Bottom line, getting up at 3:45 AM meant that I barely made it onto the flight that left at 6:10 AM. Admittedly, procrastination and poor planning on my part meant that I packed my bag in a hurry in the morning, and I do live a half hour’s drive away from the airport.
One last thing: by 7pm, during the conference’s evening reception, my feet were totally killing me. Fourteen hours was just too much; my feet were dry and cracking and I was walking around with a visible limp. I had slapped on a layer of cream during the lunch break, but there just wasn’t an easy way to take the time during the day to hydrate or otherwise tend to my feet. So instead of joining colleagues for dinner I opted to return to my hotel room. And instead of taking a second shower, I just collapsed into bed.
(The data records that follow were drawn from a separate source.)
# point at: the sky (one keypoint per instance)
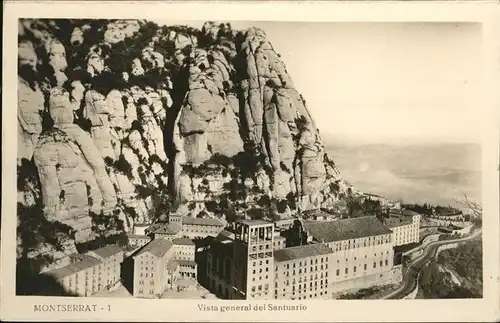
(384, 81)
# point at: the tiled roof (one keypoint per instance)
(200, 221)
(186, 262)
(108, 251)
(403, 212)
(82, 262)
(254, 222)
(396, 221)
(225, 235)
(157, 247)
(338, 230)
(183, 241)
(165, 228)
(301, 252)
(138, 236)
(172, 264)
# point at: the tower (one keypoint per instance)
(253, 275)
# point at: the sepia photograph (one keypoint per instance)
(183, 161)
(248, 160)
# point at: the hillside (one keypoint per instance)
(124, 121)
(457, 273)
(433, 173)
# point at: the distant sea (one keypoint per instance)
(433, 173)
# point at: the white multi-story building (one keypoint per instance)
(405, 226)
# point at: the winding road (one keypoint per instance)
(416, 265)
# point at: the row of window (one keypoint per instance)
(366, 256)
(311, 262)
(304, 296)
(260, 287)
(321, 267)
(151, 282)
(315, 277)
(267, 246)
(365, 267)
(315, 281)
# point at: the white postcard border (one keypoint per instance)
(115, 309)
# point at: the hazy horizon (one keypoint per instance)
(383, 81)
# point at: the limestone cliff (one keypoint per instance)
(122, 121)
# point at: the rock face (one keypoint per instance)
(148, 118)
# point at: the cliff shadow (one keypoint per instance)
(178, 93)
(127, 274)
(29, 282)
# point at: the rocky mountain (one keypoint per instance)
(123, 121)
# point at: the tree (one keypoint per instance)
(296, 235)
(474, 207)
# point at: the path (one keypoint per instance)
(416, 265)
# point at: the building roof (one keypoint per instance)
(254, 222)
(81, 262)
(186, 262)
(201, 221)
(138, 236)
(157, 247)
(225, 235)
(183, 241)
(403, 212)
(166, 228)
(396, 221)
(172, 264)
(338, 230)
(107, 251)
(301, 252)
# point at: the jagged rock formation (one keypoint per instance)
(126, 120)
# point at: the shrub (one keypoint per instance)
(143, 191)
(123, 166)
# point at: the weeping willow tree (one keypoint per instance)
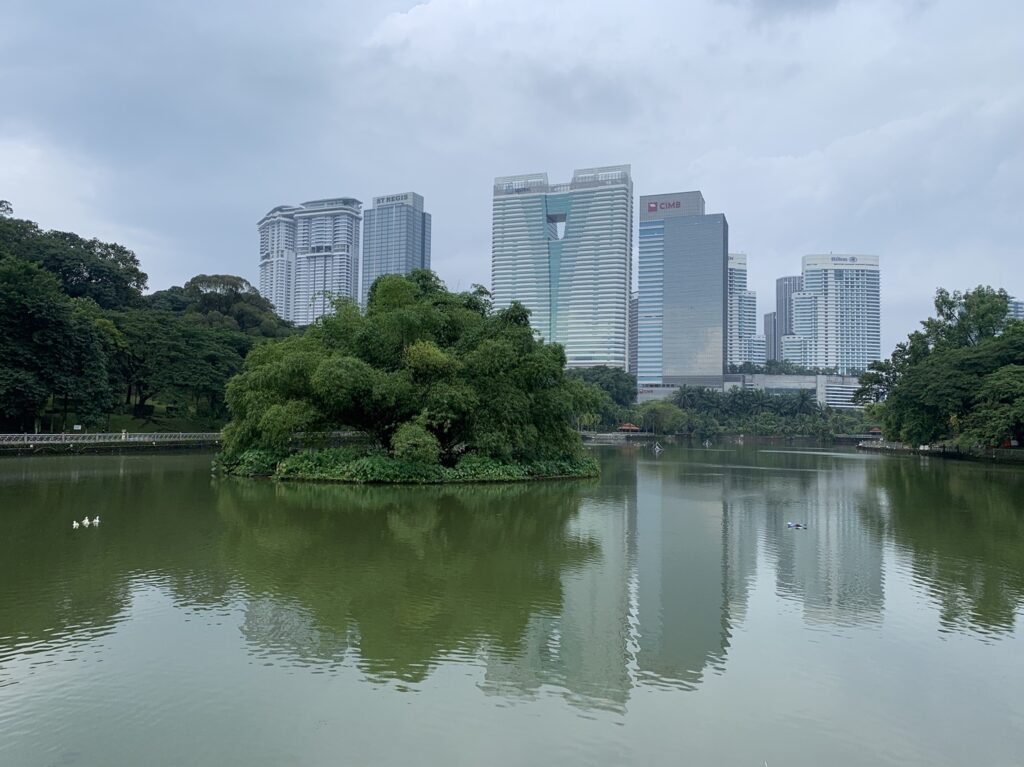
(435, 380)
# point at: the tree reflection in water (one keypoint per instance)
(407, 574)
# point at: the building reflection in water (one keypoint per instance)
(835, 567)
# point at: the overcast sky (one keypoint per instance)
(893, 128)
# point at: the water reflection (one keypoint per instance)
(409, 576)
(585, 590)
(963, 526)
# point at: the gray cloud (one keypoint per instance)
(869, 127)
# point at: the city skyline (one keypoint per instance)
(871, 171)
(564, 251)
(683, 291)
(395, 238)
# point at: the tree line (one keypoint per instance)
(444, 387)
(958, 379)
(78, 336)
(702, 413)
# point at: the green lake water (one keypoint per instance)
(664, 614)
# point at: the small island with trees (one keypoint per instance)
(437, 387)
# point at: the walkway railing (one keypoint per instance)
(121, 436)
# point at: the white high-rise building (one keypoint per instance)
(683, 291)
(309, 256)
(564, 251)
(395, 238)
(837, 320)
(741, 342)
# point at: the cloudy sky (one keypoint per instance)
(890, 127)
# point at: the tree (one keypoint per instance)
(935, 379)
(48, 347)
(999, 411)
(965, 318)
(107, 272)
(660, 417)
(419, 360)
(620, 385)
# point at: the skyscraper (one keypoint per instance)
(742, 343)
(308, 256)
(682, 312)
(395, 238)
(837, 315)
(634, 327)
(564, 251)
(784, 288)
(771, 336)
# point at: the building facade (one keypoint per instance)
(771, 336)
(837, 321)
(634, 328)
(683, 291)
(395, 238)
(785, 287)
(565, 252)
(309, 256)
(743, 345)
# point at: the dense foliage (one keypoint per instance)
(435, 379)
(960, 378)
(617, 384)
(77, 336)
(701, 413)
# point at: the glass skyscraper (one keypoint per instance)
(837, 320)
(564, 251)
(683, 282)
(784, 288)
(742, 342)
(308, 256)
(771, 336)
(395, 238)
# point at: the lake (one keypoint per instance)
(664, 614)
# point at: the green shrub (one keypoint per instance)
(251, 463)
(413, 442)
(323, 464)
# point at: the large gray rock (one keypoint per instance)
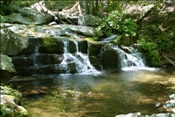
(30, 16)
(109, 57)
(7, 69)
(9, 103)
(11, 43)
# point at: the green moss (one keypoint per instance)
(49, 44)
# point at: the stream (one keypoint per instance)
(96, 95)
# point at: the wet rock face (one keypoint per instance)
(12, 43)
(30, 16)
(9, 103)
(109, 57)
(7, 69)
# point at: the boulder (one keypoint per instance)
(7, 69)
(51, 45)
(87, 20)
(94, 51)
(11, 43)
(29, 16)
(109, 57)
(9, 103)
(82, 30)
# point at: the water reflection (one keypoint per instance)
(101, 95)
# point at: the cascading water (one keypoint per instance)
(77, 62)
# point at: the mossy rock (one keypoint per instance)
(95, 61)
(109, 58)
(95, 48)
(51, 45)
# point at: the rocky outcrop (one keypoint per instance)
(109, 57)
(7, 69)
(12, 43)
(94, 51)
(10, 99)
(29, 16)
(138, 114)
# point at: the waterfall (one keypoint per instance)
(76, 62)
(130, 58)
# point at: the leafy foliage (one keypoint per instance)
(116, 22)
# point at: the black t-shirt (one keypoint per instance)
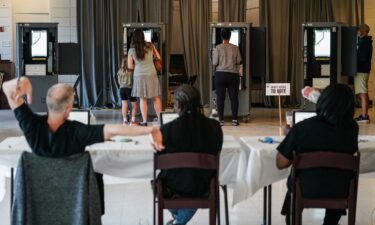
(72, 137)
(185, 134)
(315, 134)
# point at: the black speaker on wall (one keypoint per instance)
(69, 58)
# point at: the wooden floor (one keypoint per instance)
(131, 204)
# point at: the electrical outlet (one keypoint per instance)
(4, 3)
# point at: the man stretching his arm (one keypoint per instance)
(53, 135)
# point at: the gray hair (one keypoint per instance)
(365, 27)
(59, 96)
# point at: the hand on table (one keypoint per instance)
(157, 139)
(15, 90)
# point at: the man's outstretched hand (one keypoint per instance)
(157, 139)
(15, 90)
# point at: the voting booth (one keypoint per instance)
(329, 54)
(250, 41)
(36, 50)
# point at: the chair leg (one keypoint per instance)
(213, 207)
(154, 211)
(298, 215)
(351, 213)
(160, 215)
(218, 209)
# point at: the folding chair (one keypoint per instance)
(325, 160)
(186, 160)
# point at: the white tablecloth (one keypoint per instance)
(131, 160)
(261, 167)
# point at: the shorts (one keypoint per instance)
(361, 83)
(126, 94)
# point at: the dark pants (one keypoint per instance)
(332, 216)
(224, 81)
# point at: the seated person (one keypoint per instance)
(190, 132)
(53, 135)
(333, 130)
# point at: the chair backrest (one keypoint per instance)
(80, 115)
(186, 160)
(53, 190)
(326, 160)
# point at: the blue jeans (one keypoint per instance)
(182, 216)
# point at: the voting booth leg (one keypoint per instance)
(264, 206)
(280, 130)
(269, 204)
(225, 191)
(11, 189)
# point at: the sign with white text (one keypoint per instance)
(277, 89)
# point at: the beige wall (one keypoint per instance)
(370, 20)
(14, 11)
(252, 11)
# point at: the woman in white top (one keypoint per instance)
(226, 59)
(146, 83)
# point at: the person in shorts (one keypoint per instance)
(364, 55)
(125, 79)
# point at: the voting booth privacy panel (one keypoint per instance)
(329, 54)
(156, 34)
(36, 50)
(243, 35)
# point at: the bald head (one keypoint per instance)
(60, 97)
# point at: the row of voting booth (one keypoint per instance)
(328, 56)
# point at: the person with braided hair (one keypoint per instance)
(192, 131)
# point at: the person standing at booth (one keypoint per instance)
(125, 79)
(145, 83)
(364, 55)
(226, 59)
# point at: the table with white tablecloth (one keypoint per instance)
(261, 167)
(132, 158)
(261, 171)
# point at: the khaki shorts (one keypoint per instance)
(361, 83)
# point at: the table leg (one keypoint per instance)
(269, 204)
(265, 205)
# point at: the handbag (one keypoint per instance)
(125, 78)
(157, 61)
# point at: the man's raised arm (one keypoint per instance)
(16, 89)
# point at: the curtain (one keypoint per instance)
(100, 39)
(283, 19)
(195, 18)
(232, 10)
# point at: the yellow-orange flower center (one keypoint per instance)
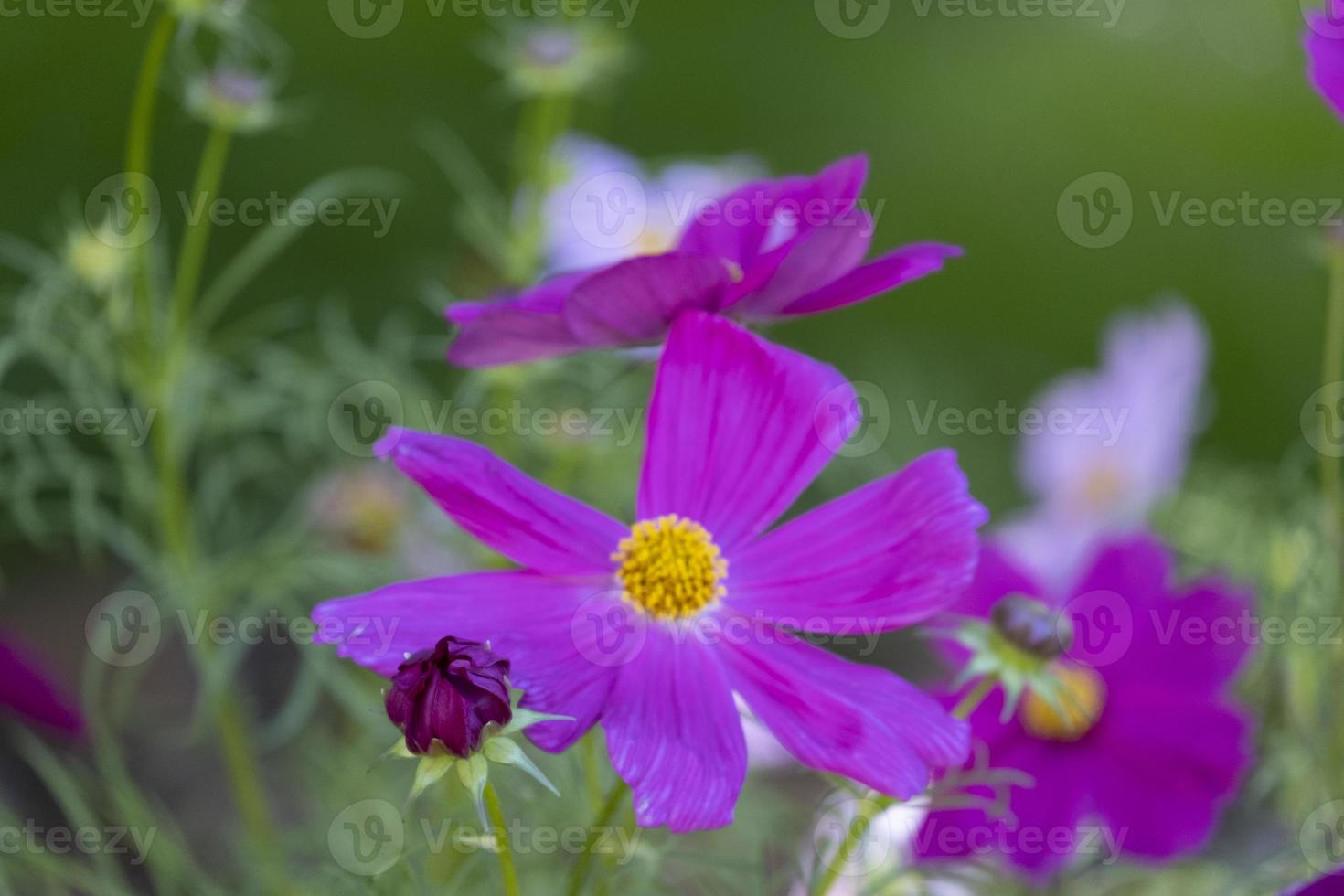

I wouldn’t want our readers to think that I’m whining about how hard my life is. I consider myself very fortunate that I’ve figured out what works for me. And by now, I feel like I have a pretty decent appreciation for what my tolerances are for the bare-minimum amount of skin care I can get away with on any particular day. And that knowledge and appreciation makes things a lot different and easier for me than parents trying to figure out what will or will not work for their affected kids.
But I think one of the things that’s really easy for others to lose sight of is that there’s a constant drain on my schedule from the skin-care routine. An hour in the shower each day is 7 hours a week, which adds up to over 15 24-hour days a year. And that’s a lot of time.
Readers, how much is your own daily schedule impacted by your skin?